I've encountered a number of situations where the ability to influence the execution of an extractor beyond what is available via file/dataset information and metadata would be convenient.

Having a way to pass additional parameters to an extractor could increase their utility and usefulness while allowing a single extractor to do more without having to be duplicated.

An example could be the image metadata extractor.  ImageMagick currently extracts a "ton" of information about an image.  Everyone seems to like the idea of having automatic image metadata extraction happening.  However, many folks would prefer not get all of the metadata but rather a subset.  Imagine if we could pass a set of parameters to image metadata extractor to instruct it to only extract certain terms that we were interested in.  Another user could use the same extractor but pass a different list of terms.  There are of course many other examples where parameters could be useful.

I believe others have talked about adding this capability so this isn't a new idea.

One question would be, how would it be best to implement the passing of parameters, since there could be different reasons you want to pass them.

  1. You may want to pass specific parameter(s) that applies to the auto invocation of an extractor across the entire Clowder instance.
  2. You may want to pass specific parameter(s) that applies to the auto invocation of an extractor within a space.
  3. You may want to pass specific parameter(s) that applies to the auto invocation of an extractor within a dataset.
  4. You may want to pass specific parameter(s) when you manually submit an extractor.
  5. others?

Also, where is the logical place to provide these parameters?

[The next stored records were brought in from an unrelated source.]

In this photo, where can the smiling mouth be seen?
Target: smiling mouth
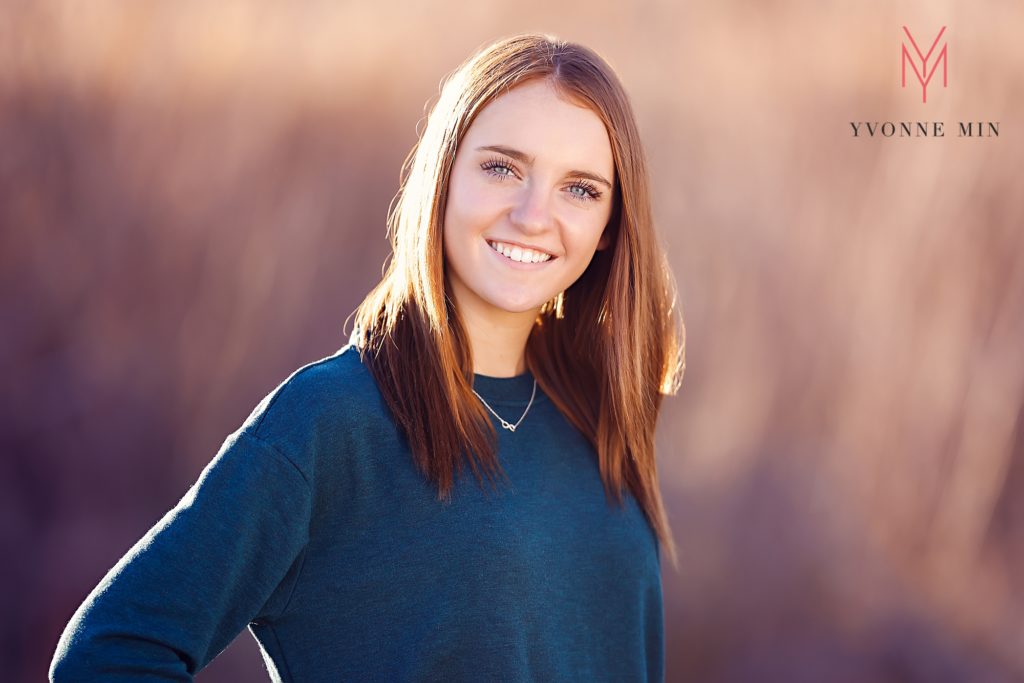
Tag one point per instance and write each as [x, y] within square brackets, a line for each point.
[518, 254]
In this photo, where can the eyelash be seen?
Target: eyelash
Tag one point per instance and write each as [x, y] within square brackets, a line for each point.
[592, 191]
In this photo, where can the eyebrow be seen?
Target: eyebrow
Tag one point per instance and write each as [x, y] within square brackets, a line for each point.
[523, 158]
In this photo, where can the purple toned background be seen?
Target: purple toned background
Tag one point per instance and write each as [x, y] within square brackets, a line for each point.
[193, 199]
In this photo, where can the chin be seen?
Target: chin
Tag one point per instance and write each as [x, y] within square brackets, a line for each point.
[516, 306]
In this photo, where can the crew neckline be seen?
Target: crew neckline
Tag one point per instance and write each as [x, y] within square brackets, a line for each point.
[506, 389]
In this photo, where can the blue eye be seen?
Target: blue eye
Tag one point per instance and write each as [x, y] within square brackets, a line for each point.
[498, 163]
[589, 194]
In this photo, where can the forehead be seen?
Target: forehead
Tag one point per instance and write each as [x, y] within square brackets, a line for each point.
[534, 119]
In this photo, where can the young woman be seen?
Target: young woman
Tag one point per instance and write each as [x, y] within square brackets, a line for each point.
[525, 331]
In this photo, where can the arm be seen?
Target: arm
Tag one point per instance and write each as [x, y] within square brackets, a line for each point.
[199, 577]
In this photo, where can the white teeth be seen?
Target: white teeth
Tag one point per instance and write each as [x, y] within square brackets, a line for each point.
[519, 254]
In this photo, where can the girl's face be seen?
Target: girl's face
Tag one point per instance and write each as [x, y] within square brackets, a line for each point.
[532, 177]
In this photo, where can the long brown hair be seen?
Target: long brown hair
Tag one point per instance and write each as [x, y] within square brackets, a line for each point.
[604, 350]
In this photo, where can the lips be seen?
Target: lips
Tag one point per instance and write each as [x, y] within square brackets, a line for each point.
[520, 265]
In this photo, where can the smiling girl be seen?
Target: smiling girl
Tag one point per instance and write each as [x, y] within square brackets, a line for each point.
[524, 330]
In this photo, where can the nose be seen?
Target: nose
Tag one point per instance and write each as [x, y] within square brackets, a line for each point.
[534, 213]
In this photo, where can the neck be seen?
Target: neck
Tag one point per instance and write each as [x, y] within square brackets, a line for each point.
[498, 342]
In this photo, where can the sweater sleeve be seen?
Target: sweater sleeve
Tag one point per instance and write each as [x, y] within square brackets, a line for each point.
[199, 577]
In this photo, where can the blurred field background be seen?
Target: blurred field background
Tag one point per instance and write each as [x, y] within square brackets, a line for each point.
[193, 198]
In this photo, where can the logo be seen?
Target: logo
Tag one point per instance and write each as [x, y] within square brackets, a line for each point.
[942, 56]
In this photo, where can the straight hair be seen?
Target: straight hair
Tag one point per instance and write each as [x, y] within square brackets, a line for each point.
[604, 350]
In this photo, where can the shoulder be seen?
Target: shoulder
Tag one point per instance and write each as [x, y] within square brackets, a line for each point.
[315, 406]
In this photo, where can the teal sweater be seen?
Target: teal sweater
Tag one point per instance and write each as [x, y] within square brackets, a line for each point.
[312, 528]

  1. You could provide an additional link/button next to the extractor in the extractor list that allows you to pop-up a text box and add and save parameters.
  2. You could provide a pop-up text box that button/link associated with the instance/space/dataset that allowed you to add and save parameters.
  3. You could have a special dataset or file that a user can edit that contains the parameters that is made available to extractors.
  4. You could pop-up a dialog when the user submits an extractor manually that allows for parameters to be specified.
  5. You could mix some of the options to create a parameter hierarchy (e.g. manually provided parameters override space default parameters, etc.)

Personally, I like the idea of having the concept of "parameters" that can be specified at the instance and space level (possibly user level too?) for more than just extractors.  Extractors could be one of the uses, but the use could be extended to other configuration options/overrides within the Clowder app itself.  Similar to CSS.

For example (sorry, but I always visualize things like this as XML files)...

(Instance Level)

<extractor name="ncsa.image.metadata" >
     <parameters>
          <term name="WinXP-Author" metaname="Author" />
          <term name="Make"/>
          <term name="Model"/>
     </paramaters>
</extractor>


(Space Level - Space1234)

<extractor name="ncsa.image.metadata" override="true">
     <parameters>
          <term name="Artist" metaname="Author"/>
          <term name="ImageDescription" metaname="Description"/>
     </paramaters>
</extractor>


Would define that for ALL spaces the ncsa.image.metadata extractor should extract WinXP-Author (stored as Author), Make and Model.  HOWEVER for space (Space1234) this is overridden and Artist (stored as Author) and ImageDescription (stored as Description) is extracted.  If override had been false or omitted, all parameters would have been passed to the extractor and it would have been up to the extractor logic to decide how to handle the conflicting "Author" parameters.


Please share your comments and ideas!